Achan’s sin teaches us about how a person is tempted. Achan eventually will acknowledge his sin and will describe the path which led him to take some of the spoil of Jericho. He said, “When I saw among the spoils a beautiful Babylonian garment, two hundred shekels of silver, and a wedge of gold weighing fifty shekels, I coveted them and took them. And there they are, hidden in the earth in the midst of my tent, with the silver under it” (Joshua 7:21, NKJV). Achan describes how he first saw these articles, then he coveted them, and finally he took them. The same pattern is observed many times throughout Scripture as how a person becomes involved in sin. In the garden of Eden, Eve saw the tree and its fruit, desired its fruit, and then took of the fruit and ate it (Genesis 3:6). When David committed adultery with Bathsheba, he first saw her bathing, inquired about her, and then laid with her (2 Samuel 11:2-4). James 1:13-15 describes how temptation works and it says, “But each one is tempted when he is drawn away by his own desires and enticed. Then, when desire has conceived, it gives birth to sin; and sin, when it is full-grown, brings forth death” (NKJV). Let’s avoid the path which leads to sin which Achan and many others have taken.
Acahan’s sin demonstrates for us how an individual’s sin impacts others.

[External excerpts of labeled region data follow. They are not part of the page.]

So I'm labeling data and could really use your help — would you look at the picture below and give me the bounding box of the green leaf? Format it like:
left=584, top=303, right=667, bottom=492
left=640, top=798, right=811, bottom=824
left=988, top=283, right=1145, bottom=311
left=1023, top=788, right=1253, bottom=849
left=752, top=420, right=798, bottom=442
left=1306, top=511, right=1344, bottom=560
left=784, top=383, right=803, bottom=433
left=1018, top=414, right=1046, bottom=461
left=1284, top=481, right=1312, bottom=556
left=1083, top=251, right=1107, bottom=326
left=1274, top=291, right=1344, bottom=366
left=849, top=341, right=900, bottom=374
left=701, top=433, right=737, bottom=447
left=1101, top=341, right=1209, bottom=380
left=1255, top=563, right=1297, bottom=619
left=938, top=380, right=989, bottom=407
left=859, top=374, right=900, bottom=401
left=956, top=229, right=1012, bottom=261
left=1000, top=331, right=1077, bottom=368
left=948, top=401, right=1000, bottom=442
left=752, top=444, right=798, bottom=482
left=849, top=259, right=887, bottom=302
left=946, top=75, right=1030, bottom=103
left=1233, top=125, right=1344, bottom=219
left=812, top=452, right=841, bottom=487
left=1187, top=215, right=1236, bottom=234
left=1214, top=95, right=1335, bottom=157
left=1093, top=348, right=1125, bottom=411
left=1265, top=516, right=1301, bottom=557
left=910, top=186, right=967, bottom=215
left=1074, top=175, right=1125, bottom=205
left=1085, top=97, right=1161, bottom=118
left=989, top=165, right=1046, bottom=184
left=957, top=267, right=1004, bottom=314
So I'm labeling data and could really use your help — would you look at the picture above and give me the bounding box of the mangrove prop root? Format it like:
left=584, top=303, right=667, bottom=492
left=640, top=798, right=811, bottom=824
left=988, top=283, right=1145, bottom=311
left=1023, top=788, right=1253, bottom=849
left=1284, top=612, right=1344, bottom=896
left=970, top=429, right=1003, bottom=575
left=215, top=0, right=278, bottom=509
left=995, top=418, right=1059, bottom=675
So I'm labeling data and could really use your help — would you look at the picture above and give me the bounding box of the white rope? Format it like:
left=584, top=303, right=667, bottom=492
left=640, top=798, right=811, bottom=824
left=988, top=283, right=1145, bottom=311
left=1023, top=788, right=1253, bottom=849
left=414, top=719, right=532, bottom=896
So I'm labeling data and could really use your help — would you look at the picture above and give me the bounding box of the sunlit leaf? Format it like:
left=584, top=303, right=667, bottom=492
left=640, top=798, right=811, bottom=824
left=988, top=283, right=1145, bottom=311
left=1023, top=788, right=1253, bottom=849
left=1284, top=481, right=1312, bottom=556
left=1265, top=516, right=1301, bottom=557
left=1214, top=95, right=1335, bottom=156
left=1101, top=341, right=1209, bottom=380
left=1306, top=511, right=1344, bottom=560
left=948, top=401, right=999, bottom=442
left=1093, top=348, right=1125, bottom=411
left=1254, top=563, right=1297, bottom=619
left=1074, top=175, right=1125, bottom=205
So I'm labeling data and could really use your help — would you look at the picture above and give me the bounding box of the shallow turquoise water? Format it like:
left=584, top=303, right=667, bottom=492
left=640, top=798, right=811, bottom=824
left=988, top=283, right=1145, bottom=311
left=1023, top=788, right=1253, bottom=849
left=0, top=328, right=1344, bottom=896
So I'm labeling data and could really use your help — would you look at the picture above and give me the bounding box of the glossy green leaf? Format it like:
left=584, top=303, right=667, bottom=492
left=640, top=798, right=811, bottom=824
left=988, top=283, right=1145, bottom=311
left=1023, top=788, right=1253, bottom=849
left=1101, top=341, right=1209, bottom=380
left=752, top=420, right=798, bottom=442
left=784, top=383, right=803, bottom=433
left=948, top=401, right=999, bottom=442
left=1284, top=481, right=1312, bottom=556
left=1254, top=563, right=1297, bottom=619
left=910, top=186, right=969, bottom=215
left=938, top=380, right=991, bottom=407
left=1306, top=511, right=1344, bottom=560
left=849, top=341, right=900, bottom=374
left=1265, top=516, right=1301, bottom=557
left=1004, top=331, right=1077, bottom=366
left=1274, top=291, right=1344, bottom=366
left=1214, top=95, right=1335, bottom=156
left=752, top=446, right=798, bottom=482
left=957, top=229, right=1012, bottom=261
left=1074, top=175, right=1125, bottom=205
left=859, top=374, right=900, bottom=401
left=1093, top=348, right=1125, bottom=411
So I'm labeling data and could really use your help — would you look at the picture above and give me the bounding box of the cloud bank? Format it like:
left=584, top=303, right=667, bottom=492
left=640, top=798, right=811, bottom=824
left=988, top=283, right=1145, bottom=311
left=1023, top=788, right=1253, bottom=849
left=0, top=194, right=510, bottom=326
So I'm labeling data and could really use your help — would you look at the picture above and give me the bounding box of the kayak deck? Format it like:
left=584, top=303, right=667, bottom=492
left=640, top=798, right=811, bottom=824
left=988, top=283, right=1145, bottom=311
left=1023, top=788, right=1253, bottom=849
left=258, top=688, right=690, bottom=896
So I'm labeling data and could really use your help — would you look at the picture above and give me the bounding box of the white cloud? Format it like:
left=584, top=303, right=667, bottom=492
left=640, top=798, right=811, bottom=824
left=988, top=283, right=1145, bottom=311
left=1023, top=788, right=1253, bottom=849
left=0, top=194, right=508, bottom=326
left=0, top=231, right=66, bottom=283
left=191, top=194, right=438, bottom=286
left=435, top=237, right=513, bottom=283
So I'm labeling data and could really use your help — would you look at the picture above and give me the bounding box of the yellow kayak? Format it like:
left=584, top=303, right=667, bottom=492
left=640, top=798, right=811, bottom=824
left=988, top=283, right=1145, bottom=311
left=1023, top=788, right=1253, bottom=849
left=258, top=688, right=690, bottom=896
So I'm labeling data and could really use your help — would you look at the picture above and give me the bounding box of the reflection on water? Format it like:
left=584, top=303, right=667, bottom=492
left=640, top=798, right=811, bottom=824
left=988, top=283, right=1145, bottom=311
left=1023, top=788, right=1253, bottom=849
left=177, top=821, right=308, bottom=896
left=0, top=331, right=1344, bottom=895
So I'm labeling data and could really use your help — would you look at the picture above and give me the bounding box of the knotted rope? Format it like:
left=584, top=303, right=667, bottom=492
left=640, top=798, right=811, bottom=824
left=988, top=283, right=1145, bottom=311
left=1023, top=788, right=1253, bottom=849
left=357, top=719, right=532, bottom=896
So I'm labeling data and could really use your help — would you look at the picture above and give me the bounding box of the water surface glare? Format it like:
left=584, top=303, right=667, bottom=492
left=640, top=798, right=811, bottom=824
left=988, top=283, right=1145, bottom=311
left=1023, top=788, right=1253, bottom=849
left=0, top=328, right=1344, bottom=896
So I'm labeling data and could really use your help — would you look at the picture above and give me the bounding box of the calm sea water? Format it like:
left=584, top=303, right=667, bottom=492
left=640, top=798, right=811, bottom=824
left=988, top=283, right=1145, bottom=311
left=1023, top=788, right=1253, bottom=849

Joshua 7:1, 11 both speak of the children of Israel having committed a trespass or having sinned and yet not every Israelites had taken the spoil of Jericho only one had done so. Thirty-six Israelites die in the battle attempting to take Ai because of the sin of Achan. However, as long as the nation of Israel had an unrepentant Achan in their midst they all were not pleasing to God. Let us remember God expects His people to deal with sin among themselves and a failure to deal with sin the way God prescribes will result in us being condemned as well (1 Corinthians 5:1-13; Revelation 2:20-23; Ephesians 5:11; Romans 1:32). When Israel dealt with Achan’s sin as God wanted them, then they were able to go up against Ai and be victorious (Joshua 8). When sin is not dealt with among the people of God as it should, it will hinder us from being able to accomplish the task which lies before us. When sin is dealt with properly, it is not a hindrance but a help to the work of God being carried out successfully. Another thing which caught my attention about the impact Achan’s sin had upon others is found in Joshua 7:5. Joshua 7:5 tells about how, “the hearts of the people melted and became like water,” after Israel was defeated by the inhabitants of Ai. Achan’s sin caused the people to be tempted to become discouraged. When one of God’s people today sin, it can often cause discouragement in the lives of others as well. Notice what God does in the beginning of the next chapter. He tells Joshua, “Do not be afraid, nor be dismayed” (Joshua 8:1, NKJV). Dealing with sin among the people of God can sometimes cause us to become fearful and dismayed and we need to regain our courage and motivation to do God’s will.
Let’s think seriously about these and other lessons we can learn from the sin of Achan.